Gegen diesen Bescheid richtet sich die vorliegende Beschwerde, in der Rechtswidrigkeit des Inhaltes sowie Rechtswidrigkeit infolge Verletzung von Verfahrensvorschriften geltend gemacht werden.
Der Verwaltungsgerichtshof hat erwogen:
Im gegenständlichen Fall war auf Grund der Zustellung des angefochtenen Bescheides am 28. November 1995 das Aufenthaltsgesetz in der Fassung der Novelle BGBl. Nr. 351/1995 anzuwenden. § 6 Abs. 1 AufG in der Fassung der zitierten Novelle lautet:
"§ 6. (1) Außer in den Fällen des § 7 Abs. 1 werden die Bewilligung und deren Verlängerung auf Antrag erteilt. In dem Antrag ist der Zweck des vorgesehenen Aufenthaltes genau anzugeben und glaubhaft zu machen, daß kein Ausschließungsgrund (§ 5) vorliegt. Der Antragsteller kann den bei der Antragstellung angegebenen Zweck im Laufe des Verfahrens nicht ändern.
......."
In dem dem Verfahren zugrundeliegenden Verlängerungsantrag vom 11. Mai 1995 nannte die Beschwerdeführerin einen einzigen Aufenthaltszweck, nämlich den des privaten Aufenthaltes. Erst bei der von der Behörde erster Instanz durchgeführten Vernehmung der Beschwerdeführerin am 2. Juni 1995 gab die Antragstellerin an, daß sie sich um Arbeit in Österreich bemühen wolle und stimmte einer Anfrage beim Arbeitsmarktservice bezüglich der Beschäftigungsmöglichkeit als Bedienerin zu. Im weiteren Verfahrensverlauf gingen die Behörden davon aus, daß die Beschwerdeführerin den Aufenthaltszweck der unselbständigen Beschäftigung als Bedienerin anstreben würde und stützten ihre abweisenden Entscheidungen darauf, daß diesbezüglich die Unbedenklichkeit nicht bestätigt worden war.

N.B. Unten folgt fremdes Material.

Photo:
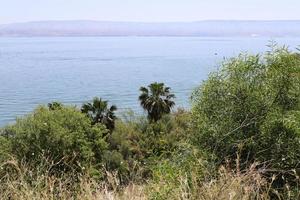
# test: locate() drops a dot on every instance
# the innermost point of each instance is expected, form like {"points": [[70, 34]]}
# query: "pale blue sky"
{"points": [[147, 10]]}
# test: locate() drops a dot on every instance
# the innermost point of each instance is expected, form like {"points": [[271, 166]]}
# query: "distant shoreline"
{"points": [[210, 28]]}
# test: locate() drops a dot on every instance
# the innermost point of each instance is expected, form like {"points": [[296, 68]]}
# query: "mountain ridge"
{"points": [[270, 28]]}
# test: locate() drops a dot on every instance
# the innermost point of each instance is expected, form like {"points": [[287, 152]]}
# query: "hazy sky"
{"points": [[147, 10]]}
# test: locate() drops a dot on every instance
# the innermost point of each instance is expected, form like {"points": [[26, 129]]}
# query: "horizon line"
{"points": [[154, 22]]}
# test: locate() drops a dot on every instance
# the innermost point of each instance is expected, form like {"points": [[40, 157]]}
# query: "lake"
{"points": [[73, 70]]}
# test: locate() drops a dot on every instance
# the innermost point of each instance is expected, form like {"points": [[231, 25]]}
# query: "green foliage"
{"points": [[156, 100], [55, 105], [99, 112], [65, 136], [251, 108]]}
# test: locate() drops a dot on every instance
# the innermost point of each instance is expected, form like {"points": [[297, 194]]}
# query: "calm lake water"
{"points": [[73, 70]]}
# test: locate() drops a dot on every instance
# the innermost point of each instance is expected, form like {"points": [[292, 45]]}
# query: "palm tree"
{"points": [[99, 112], [156, 100]]}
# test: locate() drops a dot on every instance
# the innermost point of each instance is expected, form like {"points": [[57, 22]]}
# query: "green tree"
{"points": [[251, 108], [65, 137], [156, 100], [55, 105], [99, 112]]}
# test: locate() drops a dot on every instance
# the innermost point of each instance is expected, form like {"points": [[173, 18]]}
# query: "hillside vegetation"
{"points": [[240, 140]]}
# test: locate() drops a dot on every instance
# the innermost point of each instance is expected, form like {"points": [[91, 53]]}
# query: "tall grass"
{"points": [[24, 183]]}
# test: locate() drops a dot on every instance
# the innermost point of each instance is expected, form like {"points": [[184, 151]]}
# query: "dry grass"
{"points": [[227, 185]]}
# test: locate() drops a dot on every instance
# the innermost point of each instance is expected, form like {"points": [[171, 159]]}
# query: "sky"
{"points": [[12, 11]]}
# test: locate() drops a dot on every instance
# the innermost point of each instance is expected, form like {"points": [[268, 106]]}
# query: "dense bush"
{"points": [[250, 110], [65, 136]]}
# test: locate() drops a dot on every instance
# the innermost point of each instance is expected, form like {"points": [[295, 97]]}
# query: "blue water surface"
{"points": [[73, 70]]}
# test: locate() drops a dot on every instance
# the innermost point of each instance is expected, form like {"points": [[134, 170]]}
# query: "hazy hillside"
{"points": [[201, 28]]}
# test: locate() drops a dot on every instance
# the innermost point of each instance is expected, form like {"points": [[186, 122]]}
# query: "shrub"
{"points": [[65, 136], [251, 108]]}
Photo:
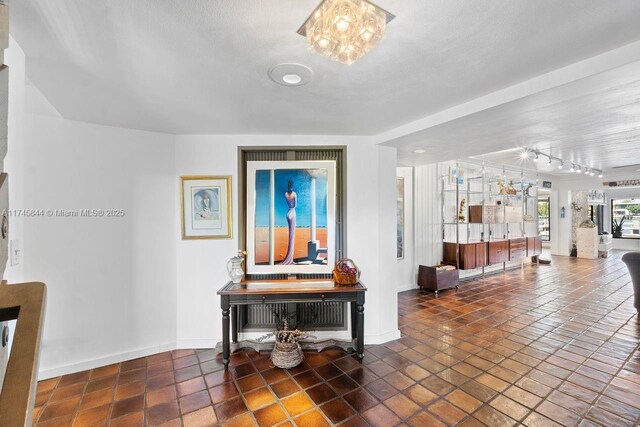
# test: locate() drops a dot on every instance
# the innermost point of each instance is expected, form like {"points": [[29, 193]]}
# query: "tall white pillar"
{"points": [[313, 207], [272, 217]]}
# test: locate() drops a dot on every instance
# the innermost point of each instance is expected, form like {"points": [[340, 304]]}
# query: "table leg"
{"points": [[224, 302], [360, 317], [234, 324], [354, 321]]}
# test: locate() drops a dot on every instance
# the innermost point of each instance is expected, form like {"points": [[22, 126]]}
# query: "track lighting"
{"points": [[576, 168]]}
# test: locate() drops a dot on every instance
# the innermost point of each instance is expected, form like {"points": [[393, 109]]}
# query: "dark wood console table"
{"points": [[289, 291]]}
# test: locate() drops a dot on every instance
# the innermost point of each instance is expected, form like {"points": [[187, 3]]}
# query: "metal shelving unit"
{"points": [[479, 187]]}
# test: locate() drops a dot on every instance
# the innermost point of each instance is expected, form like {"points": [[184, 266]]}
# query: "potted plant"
{"points": [[617, 227]]}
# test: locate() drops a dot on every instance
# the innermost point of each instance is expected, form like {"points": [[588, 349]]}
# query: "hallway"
{"points": [[532, 345]]}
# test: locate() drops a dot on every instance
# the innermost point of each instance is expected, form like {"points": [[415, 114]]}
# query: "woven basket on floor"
{"points": [[286, 355]]}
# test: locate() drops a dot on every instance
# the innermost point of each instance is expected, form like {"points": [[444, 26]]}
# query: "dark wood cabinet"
{"points": [[517, 249], [436, 279], [472, 255], [481, 254], [498, 251], [534, 246]]}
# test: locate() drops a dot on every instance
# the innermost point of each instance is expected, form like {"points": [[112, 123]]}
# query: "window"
{"points": [[625, 213], [544, 220]]}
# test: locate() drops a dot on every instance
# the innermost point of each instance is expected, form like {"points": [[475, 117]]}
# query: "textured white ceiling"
{"points": [[594, 122], [199, 66]]}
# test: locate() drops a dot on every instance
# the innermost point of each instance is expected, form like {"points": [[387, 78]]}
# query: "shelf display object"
{"points": [[489, 215]]}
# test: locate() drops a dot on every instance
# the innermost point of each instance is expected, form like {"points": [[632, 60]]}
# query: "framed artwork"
{"points": [[205, 207], [290, 217], [456, 176], [400, 216]]}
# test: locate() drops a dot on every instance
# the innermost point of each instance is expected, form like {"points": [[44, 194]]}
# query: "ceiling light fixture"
{"points": [[290, 74], [344, 30], [291, 79], [574, 166]]}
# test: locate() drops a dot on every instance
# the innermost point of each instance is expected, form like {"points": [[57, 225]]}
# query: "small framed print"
{"points": [[456, 176], [206, 207]]}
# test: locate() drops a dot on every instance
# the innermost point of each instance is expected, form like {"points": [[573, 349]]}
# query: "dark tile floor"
{"points": [[541, 345]]}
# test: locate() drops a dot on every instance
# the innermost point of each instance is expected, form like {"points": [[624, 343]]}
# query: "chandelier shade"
{"points": [[344, 30]]}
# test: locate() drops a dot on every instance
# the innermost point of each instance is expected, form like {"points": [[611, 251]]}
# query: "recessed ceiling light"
{"points": [[289, 74], [291, 79]]}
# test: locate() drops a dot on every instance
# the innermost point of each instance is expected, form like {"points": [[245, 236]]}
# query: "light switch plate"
{"points": [[15, 252]]}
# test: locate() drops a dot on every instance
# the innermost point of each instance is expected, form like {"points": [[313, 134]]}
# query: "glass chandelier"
{"points": [[344, 30]]}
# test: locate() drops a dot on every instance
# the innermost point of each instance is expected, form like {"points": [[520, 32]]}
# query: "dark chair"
{"points": [[632, 259]]}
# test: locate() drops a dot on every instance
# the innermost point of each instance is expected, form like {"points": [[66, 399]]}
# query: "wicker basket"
{"points": [[342, 278], [286, 355]]}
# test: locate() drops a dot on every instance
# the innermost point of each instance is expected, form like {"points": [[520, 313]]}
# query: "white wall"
{"points": [[111, 282], [561, 227], [407, 271], [371, 219]]}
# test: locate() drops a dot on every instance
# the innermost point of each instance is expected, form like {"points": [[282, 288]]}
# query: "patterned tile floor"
{"points": [[541, 345]]}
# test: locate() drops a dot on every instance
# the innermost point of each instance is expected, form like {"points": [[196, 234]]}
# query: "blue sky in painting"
{"points": [[301, 185]]}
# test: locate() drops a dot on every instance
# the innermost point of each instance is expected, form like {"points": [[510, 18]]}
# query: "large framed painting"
{"points": [[206, 207], [400, 217], [290, 217]]}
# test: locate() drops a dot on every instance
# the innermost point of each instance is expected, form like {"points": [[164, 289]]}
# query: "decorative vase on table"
{"points": [[234, 267]]}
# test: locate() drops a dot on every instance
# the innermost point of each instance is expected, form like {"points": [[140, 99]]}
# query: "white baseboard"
{"points": [[197, 343], [407, 287], [47, 373]]}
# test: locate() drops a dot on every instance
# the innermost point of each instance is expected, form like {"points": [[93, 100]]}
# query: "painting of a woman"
{"points": [[292, 201]]}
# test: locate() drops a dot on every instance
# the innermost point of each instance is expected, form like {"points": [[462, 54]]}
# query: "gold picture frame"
{"points": [[205, 207]]}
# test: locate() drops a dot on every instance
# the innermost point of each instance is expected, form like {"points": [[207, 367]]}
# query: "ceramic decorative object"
{"points": [[234, 267]]}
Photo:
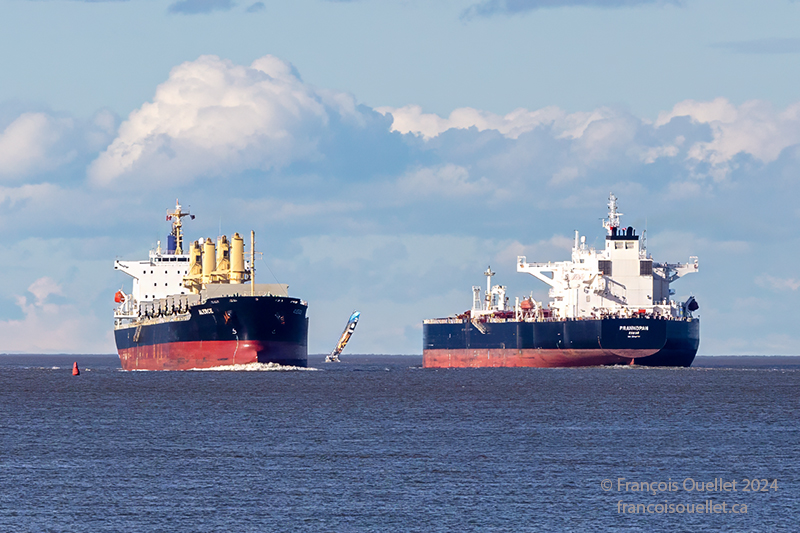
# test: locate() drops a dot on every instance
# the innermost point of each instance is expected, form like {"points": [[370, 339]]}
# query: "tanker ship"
{"points": [[203, 309], [607, 307]]}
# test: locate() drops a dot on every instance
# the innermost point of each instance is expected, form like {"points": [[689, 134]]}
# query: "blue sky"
{"points": [[386, 151]]}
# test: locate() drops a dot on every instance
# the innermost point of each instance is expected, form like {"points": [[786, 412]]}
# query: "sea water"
{"points": [[380, 444]]}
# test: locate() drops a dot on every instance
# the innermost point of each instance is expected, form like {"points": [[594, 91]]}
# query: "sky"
{"points": [[387, 151]]}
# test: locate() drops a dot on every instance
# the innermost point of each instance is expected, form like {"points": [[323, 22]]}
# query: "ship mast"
{"points": [[176, 217], [612, 224]]}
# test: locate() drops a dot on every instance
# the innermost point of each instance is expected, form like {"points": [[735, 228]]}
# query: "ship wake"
{"points": [[256, 367]]}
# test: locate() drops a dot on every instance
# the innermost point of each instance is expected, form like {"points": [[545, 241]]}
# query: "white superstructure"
{"points": [[620, 280]]}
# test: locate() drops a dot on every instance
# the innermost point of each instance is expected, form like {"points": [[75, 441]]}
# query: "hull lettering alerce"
{"points": [[203, 309], [607, 307]]}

Die belangte Behörde hat dabei offenbar übersehen, daß zum Zeitpunkt der von ihr zugrundegelegten Änderung des Aufenthaltszweckes auf "unselbständige Erwerbstätigkeit" (2. Juni 1995) bereits § 6 Abs. 1 AufG in der Fassung der Novelle BGBl. Nr. 351/1995 in Kraft getreten war
(20. Mai 1995). Nach dem letzten Satz der zitierten Bestimmung ist aber eine Änderung des Aufenthaltszweckes nicht (mehr) zulässig, wobei es auf das zum Zeitpunkt der Vornahme dieser Prozeßhandlung geltende Recht ankommt (vgl. das hg. Erkenntnis vom 19. Dezember 1996, Zl. 95/19/1837).

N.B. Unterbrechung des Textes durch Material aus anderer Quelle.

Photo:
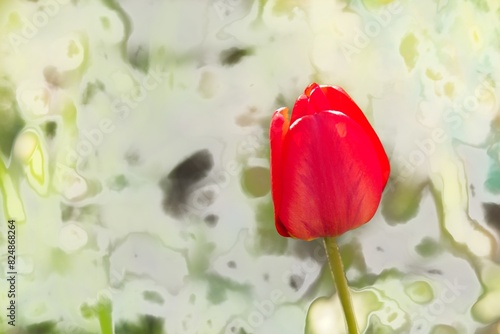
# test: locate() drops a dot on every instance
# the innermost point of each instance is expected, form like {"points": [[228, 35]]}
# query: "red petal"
{"points": [[279, 127], [335, 98], [332, 181], [300, 109]]}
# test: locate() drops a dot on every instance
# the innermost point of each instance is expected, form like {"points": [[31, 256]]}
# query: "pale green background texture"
{"points": [[101, 99]]}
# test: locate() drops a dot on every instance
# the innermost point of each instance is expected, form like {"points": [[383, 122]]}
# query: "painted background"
{"points": [[134, 159]]}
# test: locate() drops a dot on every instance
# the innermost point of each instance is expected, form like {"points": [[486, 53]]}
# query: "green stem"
{"points": [[337, 269]]}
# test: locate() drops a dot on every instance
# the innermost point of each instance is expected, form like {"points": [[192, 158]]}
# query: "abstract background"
{"points": [[134, 158]]}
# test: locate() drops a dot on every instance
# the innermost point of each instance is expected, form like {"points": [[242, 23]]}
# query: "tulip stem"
{"points": [[337, 269]]}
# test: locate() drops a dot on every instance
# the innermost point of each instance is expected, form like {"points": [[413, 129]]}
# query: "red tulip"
{"points": [[328, 167]]}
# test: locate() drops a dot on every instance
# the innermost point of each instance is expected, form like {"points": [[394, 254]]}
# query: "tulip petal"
{"points": [[335, 98], [332, 181], [279, 127], [301, 108]]}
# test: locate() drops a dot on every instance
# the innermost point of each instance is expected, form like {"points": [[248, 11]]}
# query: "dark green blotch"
{"points": [[46, 327], [147, 324], [153, 297], [50, 129], [234, 55]]}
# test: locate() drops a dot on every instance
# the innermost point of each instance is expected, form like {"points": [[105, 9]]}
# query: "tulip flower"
{"points": [[328, 171], [328, 167]]}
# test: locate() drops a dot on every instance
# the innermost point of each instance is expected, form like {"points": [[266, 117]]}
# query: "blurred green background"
{"points": [[134, 159]]}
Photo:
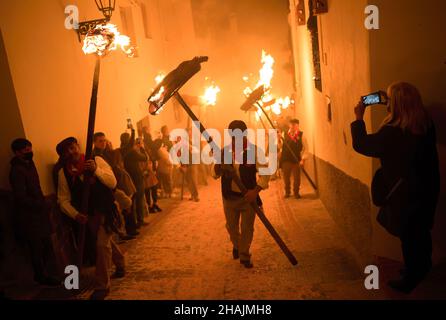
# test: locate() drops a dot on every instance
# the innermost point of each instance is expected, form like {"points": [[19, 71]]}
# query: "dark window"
{"points": [[312, 26], [146, 20]]}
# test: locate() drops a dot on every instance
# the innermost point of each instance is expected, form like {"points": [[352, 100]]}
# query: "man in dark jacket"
{"points": [[236, 205], [101, 215], [132, 159], [31, 210]]}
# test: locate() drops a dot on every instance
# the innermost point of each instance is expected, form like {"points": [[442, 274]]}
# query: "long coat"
{"points": [[31, 214], [406, 156]]}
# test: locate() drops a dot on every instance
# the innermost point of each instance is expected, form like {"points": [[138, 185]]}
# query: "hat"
{"points": [[64, 144]]}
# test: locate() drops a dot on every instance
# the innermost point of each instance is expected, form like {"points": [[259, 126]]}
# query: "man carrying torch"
{"points": [[235, 204]]}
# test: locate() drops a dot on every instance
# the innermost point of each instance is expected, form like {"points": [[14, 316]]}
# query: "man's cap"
{"points": [[64, 144]]}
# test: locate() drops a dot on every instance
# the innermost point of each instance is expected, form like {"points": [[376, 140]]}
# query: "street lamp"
{"points": [[107, 8], [98, 41]]}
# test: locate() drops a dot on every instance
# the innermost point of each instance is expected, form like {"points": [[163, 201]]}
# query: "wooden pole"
{"points": [[88, 156], [242, 188]]}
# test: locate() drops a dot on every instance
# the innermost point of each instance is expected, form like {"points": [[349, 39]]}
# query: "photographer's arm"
{"points": [[370, 145]]}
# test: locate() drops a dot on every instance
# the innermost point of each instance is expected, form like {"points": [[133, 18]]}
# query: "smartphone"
{"points": [[379, 97]]}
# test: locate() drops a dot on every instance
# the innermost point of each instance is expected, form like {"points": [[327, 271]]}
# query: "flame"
{"points": [[210, 95], [160, 77], [258, 114], [105, 38], [157, 97], [266, 72]]}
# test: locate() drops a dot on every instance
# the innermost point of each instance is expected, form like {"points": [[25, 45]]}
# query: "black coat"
{"points": [[406, 156], [31, 211]]}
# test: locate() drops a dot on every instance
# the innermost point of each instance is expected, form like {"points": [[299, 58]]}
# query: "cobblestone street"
{"points": [[185, 253]]}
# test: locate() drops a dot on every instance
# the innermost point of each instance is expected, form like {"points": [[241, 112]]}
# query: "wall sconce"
{"points": [[320, 6], [300, 13], [106, 7]]}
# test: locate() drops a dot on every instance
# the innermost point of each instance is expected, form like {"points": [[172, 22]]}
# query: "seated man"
{"points": [[101, 216], [31, 210]]}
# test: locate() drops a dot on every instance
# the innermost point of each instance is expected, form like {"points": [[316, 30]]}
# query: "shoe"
{"points": [[247, 264], [119, 273], [48, 281], [100, 294], [235, 254]]}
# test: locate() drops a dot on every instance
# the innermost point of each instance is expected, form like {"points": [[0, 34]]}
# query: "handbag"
{"points": [[388, 217]]}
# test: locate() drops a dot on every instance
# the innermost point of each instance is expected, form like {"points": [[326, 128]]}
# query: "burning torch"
{"points": [[254, 100], [169, 87], [100, 40]]}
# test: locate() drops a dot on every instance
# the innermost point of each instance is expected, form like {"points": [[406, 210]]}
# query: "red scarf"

In der Erklärung der Beschwerdeführerin, "sie wolle sich weiter um Arbeit bemühen", ist keine Änderung des ursprünglichen Aufenthaltszwecks, die in der ausdrücklichen Erklärung des Entfalls des ursprünglichen Zweckes unter Angabe eines neuen Zweckes bestehen müßte, zu erblicken. Einer gemäß § 6 Abs. 1 letzter Satz AufG in der zitierten Fassung unzulässigen Änderung des Aufenthaltszweckes gleichzuhalten ist die Hinzufügung eines weiteren Aufenthaltszweckes während des Verfahrens. Dieser unzulässigerweise hinzugefügte weitere Aufenthaltszweck kann daher angesichts des nach wie vor aufrechten ursprünglichen Aufenthaltszweckes nicht als alleinige Grundlage für die behördliche Entscheidung herangezogen werden.
Die belangte Behörde hätte daher vom ursprünglichen Aufenthaltszweck "privater Aufenthalt" auszugehen gehabt. Da sie dies verkannt hat und zu Unrecht von der Anwendbarkeit des § 5 Abs. 2 AufG in diesem Zusammenhang ausgegangen ist, erweist sich auch die auf § 5 Abs. 1 AufG gestützte Begründung, daß die Beschwerdeführerin auf Grund der fehlenden Berechtigung zur Ausübung einer unselbständigen Erwerbstätigkeit über keine ausreichenden eigenen Mittel zur Bestreitung ihres Lebensunterhaltes verfüge, als unzutreffend. Angemerkt wird, daß die belangte Behörde - ausgehend vom Aufenthaltszweck "privater Aufenthalt" - insoweit die "Verpflichtungserklärung" des Schwagers der Beschwerdeführerin zu berücksichtigen haben wird.
Ergänzend sei darauf hingewiesen, daß selbst bei Zulässigkeit einer Änderung des Aufenthaltszwecks das durchgeführte Verfahren aus den im Erkenntnis des Verwaltungsgerichtshofes vom 24. Jänner 1997, Zl. 96/19/2159, dargelegten Gründen mangelhaft geblieben wäre.
Der Bescheid der belangten Behörde war daher gemäß § 42 Abs. 2 Z. 1 VwGG aufzuheben.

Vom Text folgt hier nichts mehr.